Green offer utilitarianism as his choice for a universal moral code.
However, at the same time, a writer on religion, Karen Armstrong, has been working with others, "on a major international project to launch and propagate a Charter for Compassion, created online by the general public and crafted by leading thinkers in Judaism, Christianity, Islam Hinduism and Buddhism" (from the cover of Armstrong's book, The Case for God)
What seems to have happened, far to often, at least in western 'Christian' circles is that the meaning and import of words and concepts has so radically changed from their original that we have in fact distorted our own religious belief and practice. In addressing the question of belief (and its corollary, practice based on belief) Armstrong writes this:
Those who beg him (Jesus) for healing are required to have "faith" before he can work a miracle, and some pray: "Lord, I believe, help thou my unbelief." We do not find this preoccupation with "belief" in the other major religions. Why did Jesus set such store by it? The simple answer is that he did not. The word translated as "faith" in the New Testament is the Greek pistis (verbal form pisteuo), which means "trust, loyalty; engagement; commitment. Jesus was not asking people to "believe" in his divinity, because he was making no such claim. He was asking for commitment. He wanted disciples who would engage with his mission, give all they had to the poor, feed the hungry, refuse to be hampered by family ties, abandon their pride, lay aside their self-importance and sense of entitlement, life like the birds of the air and the lilies of the field, and trust in the God who was their father. They must spread the good news of the Kingston to every in Israel--even the prostitutes and tax collectors-- and live compassionate lives, not confining their benevolence to the respectable and conventionally virtuous. Such pistis could move mountains and unleash unsuspected human potential. (Karen Armstrong, The Case for God, p.86-87)

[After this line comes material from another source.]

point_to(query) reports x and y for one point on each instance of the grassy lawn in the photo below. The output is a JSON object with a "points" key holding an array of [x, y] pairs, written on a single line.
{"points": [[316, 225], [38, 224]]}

It seems that our obsession with our own "perfection" may be distracting us from compassion, benevolence especially to those don't fit our version of "respectable" and "conventionally virtuous"...and that kind of human compassion will never become realized or realizeable unless and until we shed our protective armor of clinical and sterilized pristine sense of language reduced to a degree which renders impossible our human capacity to deliver. Commitment, a highly subjective word, not easily measured, is much more threatening for those who need a statement of "belief" by which to measure those they are willing to include in their inner circle...and if one is uncertain, or sceptical, or unsure, there are far too many cells of so-called Christianity who would far to readily dismiss those they consider "of little faith" yet their own, that is the faith of the judges is unshakeable. Their exercise is really one of "gate-keeping" on behalf of God, certainly not one of commitment and practice of a life-giving, compassionate commitment.
As for the thought experiment, while neither option is easy, it would seem to be highly unlikely that, unless and until I was actually placed in a situation faced with either set of options, in which I had literally no time to react, that I would clearly know how I would react. I might become completely discombobulated, and so vulnerable and confused that would be unable to react. What about you, dear reader?